France to rescue beluga whale stranded in River Seine
A beluga whale has been spotted swimming in France's Seine River. Officials...
France will give vitamin boost to stuck beluga whale in River Seine
French authorities attempting to save a beluga whale stuck in the Seine River have devised a new strategy: a vitamin cocktail.
Rescuers believe it will help the missing whale recover its appetite and the energy it needs to return to sea, according to AFP.
The clearly starved creature was discovered in the river on Tuesday, some 70 kilometers (44 miles) north of Paris.
Scientists are concerned about the animal’s health after unsuccessful efforts to get it to swim away.
Rescuers have so far given the four-meter whale frozen herring and live fish to eat, but a local official in Eure, Isabelle Dorliat-Pouzet, claimed the animal did not seem to take either.
“It’s quite emaciated and seems to be having trouble eating,” she said on Saturday, according to AFP.
Authorities hope that feeding vitamins into the trapped animal would increase its hunger and enable it make the lengthy 160km (100 mile) voyage back up the river and out to the English Channel, where it may swim back to its Arctic home.
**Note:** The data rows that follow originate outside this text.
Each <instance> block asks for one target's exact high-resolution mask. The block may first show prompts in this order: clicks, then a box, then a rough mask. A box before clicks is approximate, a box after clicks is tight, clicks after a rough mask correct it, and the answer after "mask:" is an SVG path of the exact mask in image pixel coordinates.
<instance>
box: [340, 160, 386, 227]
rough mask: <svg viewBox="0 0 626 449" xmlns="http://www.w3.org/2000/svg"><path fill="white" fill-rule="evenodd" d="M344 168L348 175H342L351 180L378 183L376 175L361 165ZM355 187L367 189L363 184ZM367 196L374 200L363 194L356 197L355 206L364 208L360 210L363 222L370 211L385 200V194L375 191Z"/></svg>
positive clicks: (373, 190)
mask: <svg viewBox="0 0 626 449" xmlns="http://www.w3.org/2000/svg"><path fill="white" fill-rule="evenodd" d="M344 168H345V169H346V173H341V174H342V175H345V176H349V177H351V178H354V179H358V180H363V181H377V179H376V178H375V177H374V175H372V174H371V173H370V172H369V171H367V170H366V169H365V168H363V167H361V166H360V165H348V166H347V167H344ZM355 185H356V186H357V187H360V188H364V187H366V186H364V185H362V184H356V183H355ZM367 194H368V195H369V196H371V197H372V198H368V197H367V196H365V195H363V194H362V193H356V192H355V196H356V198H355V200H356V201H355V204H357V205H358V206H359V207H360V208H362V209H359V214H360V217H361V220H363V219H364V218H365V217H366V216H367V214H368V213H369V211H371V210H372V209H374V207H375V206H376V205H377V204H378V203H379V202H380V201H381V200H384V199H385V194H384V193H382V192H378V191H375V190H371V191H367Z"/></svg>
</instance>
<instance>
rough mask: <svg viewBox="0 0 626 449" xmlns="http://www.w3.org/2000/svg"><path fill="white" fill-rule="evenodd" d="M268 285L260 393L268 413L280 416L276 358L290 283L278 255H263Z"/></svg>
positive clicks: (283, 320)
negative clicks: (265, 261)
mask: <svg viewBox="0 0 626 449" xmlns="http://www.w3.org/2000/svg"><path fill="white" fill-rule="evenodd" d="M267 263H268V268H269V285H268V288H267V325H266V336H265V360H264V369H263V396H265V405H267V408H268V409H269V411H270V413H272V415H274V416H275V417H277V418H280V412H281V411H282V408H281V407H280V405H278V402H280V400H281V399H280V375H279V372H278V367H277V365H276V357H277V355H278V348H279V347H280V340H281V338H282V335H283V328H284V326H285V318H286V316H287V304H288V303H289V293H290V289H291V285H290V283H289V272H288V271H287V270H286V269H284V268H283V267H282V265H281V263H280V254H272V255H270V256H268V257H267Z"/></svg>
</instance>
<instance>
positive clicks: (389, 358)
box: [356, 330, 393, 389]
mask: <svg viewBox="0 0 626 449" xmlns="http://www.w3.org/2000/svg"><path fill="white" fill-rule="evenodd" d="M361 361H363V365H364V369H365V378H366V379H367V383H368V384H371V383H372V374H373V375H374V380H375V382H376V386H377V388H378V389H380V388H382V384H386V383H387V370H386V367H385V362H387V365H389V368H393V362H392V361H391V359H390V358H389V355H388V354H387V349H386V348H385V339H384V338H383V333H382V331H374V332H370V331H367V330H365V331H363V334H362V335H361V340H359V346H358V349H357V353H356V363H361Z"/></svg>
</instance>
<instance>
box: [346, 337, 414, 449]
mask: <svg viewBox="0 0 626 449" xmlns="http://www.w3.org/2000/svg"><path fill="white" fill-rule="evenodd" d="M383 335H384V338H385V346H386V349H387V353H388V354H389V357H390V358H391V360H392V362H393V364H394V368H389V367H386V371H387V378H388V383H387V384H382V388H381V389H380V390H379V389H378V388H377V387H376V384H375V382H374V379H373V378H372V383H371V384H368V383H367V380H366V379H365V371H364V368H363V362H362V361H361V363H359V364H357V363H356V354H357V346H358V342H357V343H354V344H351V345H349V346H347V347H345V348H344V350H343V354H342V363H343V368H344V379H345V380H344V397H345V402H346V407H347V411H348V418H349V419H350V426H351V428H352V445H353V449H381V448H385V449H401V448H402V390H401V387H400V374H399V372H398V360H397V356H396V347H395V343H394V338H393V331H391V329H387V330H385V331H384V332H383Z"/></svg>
Another possibility being examined is to remove the whale totally from the river, but this would need the creature having enough strength to endure an even more perilous voyage.
Small blotches emerged on the whale’s skin on Saturday, although it was unclear if this was a response to the pure water of the River Seine – as opposed to its typical salt water home – or a symptom of the animal’s failing health.
Scientific observers reported that the whale was acting nervously, only briefly coming to the surface, and generating less of the songs typical of a whale, prompting more worries about its health.
Experts are baffled as to how the whale got so far away from its normal environment, the chilly seas of the Arctic and sub-Arctic.
Belugas may sometimes move south in the fall to eat when ice builds, but they seldom travel that far from their natural environment. Similar tales, however, are not uncommon.
A killer whale was discovered dead after travelling up the Seine River in Normandy in May. A strategy to use acoustic stimuli to coax the four-meter male orca back to the water failed, and specialists subsequently judged it was very sick.
A dead whale was discovered in the River Thames near Gravesend in 2019, according to UK authorities.
This occurred mere weeks after the death of a humpback whale sighted swimming in the same area of ocean. It was supposed to have entered the Thames due to a nautical mistake, maybe at high tides.